ET:Brent stays above $106; heads for worst week since December
SINGAPORE: Brent steadied above $106 per barrel on Friday after hitting a 5-month low in the prior session, but prices were headed for their worst week since December as bleak U.S. data and bulging inventories dimmed the outlook for demand.
Data from top oil consumer the United States has been dull all week long, with weaker-than-expected growth in manufacturing activity, disappointing private sector hiring and higher jobless claims. A surge in U.S. crude inventories to the highest since 1990 has further pressured prices.
"Commodity markets are telling us the real story, and that is there is simply no demand out there," said Jonathan Barratt, chief executive of Sydney-based commodity research firm Barratt's Bulletin. "There has been no real substance to the stimulus, because the level of economic activity is clearly reflected in the data we've seen coming through all this week."
Brent crude rose slipped 2 cents to $106.32 a barrel by 0654 GMT, off an earlier high of $106.65. It dropped to a five-month low of $105.29 on Thursday and is set for a weekly loss of more than 3 percent.

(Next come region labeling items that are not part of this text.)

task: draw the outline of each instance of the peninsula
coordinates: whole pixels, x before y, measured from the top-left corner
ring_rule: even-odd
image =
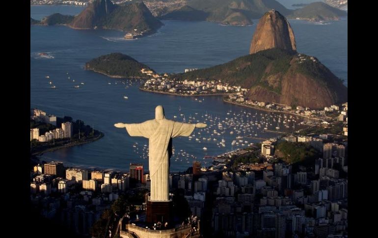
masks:
[[[121,53],[112,53],[101,55],[85,64],[85,69],[100,73],[111,78],[146,78],[141,70],[155,73],[155,71],[144,64],[138,62],[129,55]]]
[[[347,12],[331,6],[321,1],[313,2],[294,11],[288,16],[288,18],[307,21],[339,20],[346,17]]]
[[[74,121],[69,116],[61,118],[47,115],[38,109],[30,110],[32,155],[95,141],[104,135],[80,120]]]
[[[177,80],[221,79],[248,89],[246,98],[319,109],[347,101],[347,87],[316,57],[296,51],[294,32],[277,11],[256,26],[250,54],[225,64],[172,76]]]
[[[133,36],[154,33],[163,24],[154,17],[143,2],[115,4],[110,0],[94,0],[79,15],[55,13],[31,25],[64,25],[74,29],[103,28],[124,31]]]

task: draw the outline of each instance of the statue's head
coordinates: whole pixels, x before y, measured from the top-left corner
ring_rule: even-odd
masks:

U.S. crude edged down 22 cents to $93.04 a barrel, off a two-week low of $92.12 hit in the prior session but down about a little over 4 percent for the week -- its largest weekly fall since September.
"The selling yesterday was justified," said Victor Shum, oil consultant at IHS in Singapore. "Oil futures are overbought, or are still overbought given the overall economic picture."
Even an aggressive move by the Bank of Japan to pump more than $1.4 trillion into the economy in less than two years failed to lift investor confidence.
"That initial euphoria from the start of the year is gone, and investors are now risk off and rightly so, the BOJ stimulus is aggressive but what does that really mean, in terms of real economic activity?" Barratt said.
"What we'll be watching for today is the unemployment numbers tonight," he said, referring to the key U.S. nonfarm payrolls data.
A Reuters poll predicted a 200,000 increase in U.S. jobs last month, down from 236,000 in February, but still well above the monthly normal average in recent years.
GEOPOLITICAL TENSIONS ON THE BOIL
Investors are also keeping an eye on escalating tensions on the Korean peninsula and a standoff between Iran and the West over Tehran's disputed nuclear program.
World powers meeting later on Friday in the Kazakh city of Almaty will urge Iran to accept their offer to ease some economic sanctions if it ceases its most sensitive nuclear work.
Although there is little chance of a breakthrough, the six powers, the United States, Russia, China, France, Britain and Germany, will be mindful of Israel's impatience with the current diplomatic efforts.
"This is always going to be in the back of the minds of investors, this quarter we should expect to see heightened tensions on the geopolitical front," Barratt said.
"Barack and Netanyahu really came together when they met in March, and they understand just what is at stake."
Investors are also increasingly wary of North Korean risks since the North decided to ban entry to workers from the South to their joint industrial complex, and Washington made military moves and remarks showing that it takes Pyongyang's threats to attack the United States seriously.